Serum IL-1β Decreases with hMSC Treatment. Cardiac puncture was done to obtain adequate serum samples from mice with and without treatment with hMSCs. The acute asthma mice had significantly elevated levels of systemic IL-1β (6A, n = 8, p < 0.001). Systemic IL-1β concentrations were altered by hMSCs in the acute asthma model when hMSCs were given three days after challenge (peak inflammation). hMSCs significantly decreased the level of systemic IL-1β (n = 2, p = 0.05). Systemic IFNγ concentrations were increased in the acute asthma mice after hMSC treatment (6B, n = 4, p = 0.043). This was dependent on the presence of in vivo inflammation, since saline animals given hMSCs had no detectable serum IFNγ.

Figure 7

Lung Inflammation Determines Response to hMSCs. BAL fluid was obtained from mice treated with hMSCs just prior to challenge and initiation of inflammation (pre-) or 3 days after initiation of inflammation (post-). BAL differentials were obtained from each animal using cytospins and Wright-Giemsa stain. Neutrophil counts are in panel A, lymphocytes in panel B, monocytes in panel C and eosinophils in panel D. The first bar represents the differential in the model without hMSCs.
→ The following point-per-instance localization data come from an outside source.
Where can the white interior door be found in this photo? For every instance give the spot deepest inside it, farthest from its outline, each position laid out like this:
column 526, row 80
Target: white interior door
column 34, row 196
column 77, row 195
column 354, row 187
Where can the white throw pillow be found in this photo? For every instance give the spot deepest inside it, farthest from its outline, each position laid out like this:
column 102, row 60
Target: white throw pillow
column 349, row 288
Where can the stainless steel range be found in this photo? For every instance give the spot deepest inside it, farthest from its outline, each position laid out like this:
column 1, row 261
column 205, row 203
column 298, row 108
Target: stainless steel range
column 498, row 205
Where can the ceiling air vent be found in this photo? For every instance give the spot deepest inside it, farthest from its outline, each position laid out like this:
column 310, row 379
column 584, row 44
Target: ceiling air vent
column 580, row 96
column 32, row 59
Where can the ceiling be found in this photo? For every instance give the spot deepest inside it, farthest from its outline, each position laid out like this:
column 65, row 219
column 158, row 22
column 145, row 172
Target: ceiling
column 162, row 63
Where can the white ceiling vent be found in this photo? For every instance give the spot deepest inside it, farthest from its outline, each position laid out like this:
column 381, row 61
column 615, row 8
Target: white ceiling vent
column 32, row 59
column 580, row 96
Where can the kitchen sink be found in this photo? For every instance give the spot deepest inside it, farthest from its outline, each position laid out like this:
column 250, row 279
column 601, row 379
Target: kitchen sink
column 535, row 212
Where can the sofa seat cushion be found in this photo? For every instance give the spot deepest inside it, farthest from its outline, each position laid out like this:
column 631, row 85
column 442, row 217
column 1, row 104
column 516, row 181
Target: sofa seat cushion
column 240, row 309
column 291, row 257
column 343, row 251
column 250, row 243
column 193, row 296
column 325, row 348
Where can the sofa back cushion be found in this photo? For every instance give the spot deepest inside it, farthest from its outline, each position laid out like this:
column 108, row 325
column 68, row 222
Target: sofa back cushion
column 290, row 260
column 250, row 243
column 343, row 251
No difference was observed in levels of neutrophils or lymphocytes after hMSC treatment. Pre-challenged mice had a decrease in eosinophils (panel D, n = 4, p = 0.05) compared to control mice. This decrease in eosinophils was amplified at post-treatment with hMSCs. Additionally, post-treatment mice had a significant increase in localized levels of monocyte/macrophages (panel C, n = 2, p = 0.05, 4 animals used in each group for each experiment).